Die wahren Deutschen

„Be Deutsch“ heißt ein Video von Jan Böhmermann. Es zeigt auf erschreckende Weise, was Deutschland heute ausmacht.

Das Video beginnt ganz dramatisch mit einer Erinnerung an die Reichsprogromnacht vom 9. November 1938 gegen Juden und jüdische Einrichtungen. Danach geht es mit einem Schnitt in die Gemeinde Clausnitz 2016, wo Menschen mit dem Slogan vom 9. November 1989 („Wir sind das Volk“) gegen Flüchtlinge hetzten.
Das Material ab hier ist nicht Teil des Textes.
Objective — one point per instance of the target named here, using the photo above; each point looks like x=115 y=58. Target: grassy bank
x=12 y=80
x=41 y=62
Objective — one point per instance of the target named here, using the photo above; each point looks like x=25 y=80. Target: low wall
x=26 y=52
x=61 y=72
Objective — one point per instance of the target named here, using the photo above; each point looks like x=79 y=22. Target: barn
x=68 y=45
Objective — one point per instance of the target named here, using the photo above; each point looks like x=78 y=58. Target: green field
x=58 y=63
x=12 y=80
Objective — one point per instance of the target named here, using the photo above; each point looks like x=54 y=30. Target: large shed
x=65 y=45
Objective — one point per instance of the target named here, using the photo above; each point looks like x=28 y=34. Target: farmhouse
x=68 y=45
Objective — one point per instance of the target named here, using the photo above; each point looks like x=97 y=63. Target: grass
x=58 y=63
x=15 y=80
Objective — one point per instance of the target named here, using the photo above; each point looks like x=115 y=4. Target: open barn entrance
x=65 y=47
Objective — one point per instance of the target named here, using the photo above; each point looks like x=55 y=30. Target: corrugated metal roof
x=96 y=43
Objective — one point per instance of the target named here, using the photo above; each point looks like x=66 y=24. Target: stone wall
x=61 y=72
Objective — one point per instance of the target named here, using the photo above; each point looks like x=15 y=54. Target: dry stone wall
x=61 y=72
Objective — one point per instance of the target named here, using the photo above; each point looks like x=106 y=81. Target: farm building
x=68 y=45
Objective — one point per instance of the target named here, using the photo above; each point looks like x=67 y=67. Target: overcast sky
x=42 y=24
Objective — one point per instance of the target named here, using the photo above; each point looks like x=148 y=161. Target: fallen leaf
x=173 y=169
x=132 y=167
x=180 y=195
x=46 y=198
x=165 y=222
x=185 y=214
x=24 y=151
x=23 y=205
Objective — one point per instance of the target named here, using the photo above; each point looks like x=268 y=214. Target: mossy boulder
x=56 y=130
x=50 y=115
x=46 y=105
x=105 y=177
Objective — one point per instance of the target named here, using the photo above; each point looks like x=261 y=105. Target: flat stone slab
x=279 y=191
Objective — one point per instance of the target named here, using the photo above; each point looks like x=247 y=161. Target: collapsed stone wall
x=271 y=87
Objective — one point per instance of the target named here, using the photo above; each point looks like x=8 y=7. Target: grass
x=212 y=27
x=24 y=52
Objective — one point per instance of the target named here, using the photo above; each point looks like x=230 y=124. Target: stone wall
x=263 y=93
Im Bus sitzt ein kleiner Junge, der dem wütenden Mob hilflos ausgeliefert ist, bis Jan Böhmermann mit den „wahren Deutschen“ erscheint, um dem Jungen zur Seite zu springen.

Die „wahren Deutschen“ sind nett, tolerant, liberal, sozial, friedlich, multikulturell, aufgeklärt, verantwortlich, offenherzig, selbstlos, vereint und, das ist das Lustigste an dieser Aufzählung: bescheiden! Selten gab es eine bescheidenere Selbstbeschreibung als diese.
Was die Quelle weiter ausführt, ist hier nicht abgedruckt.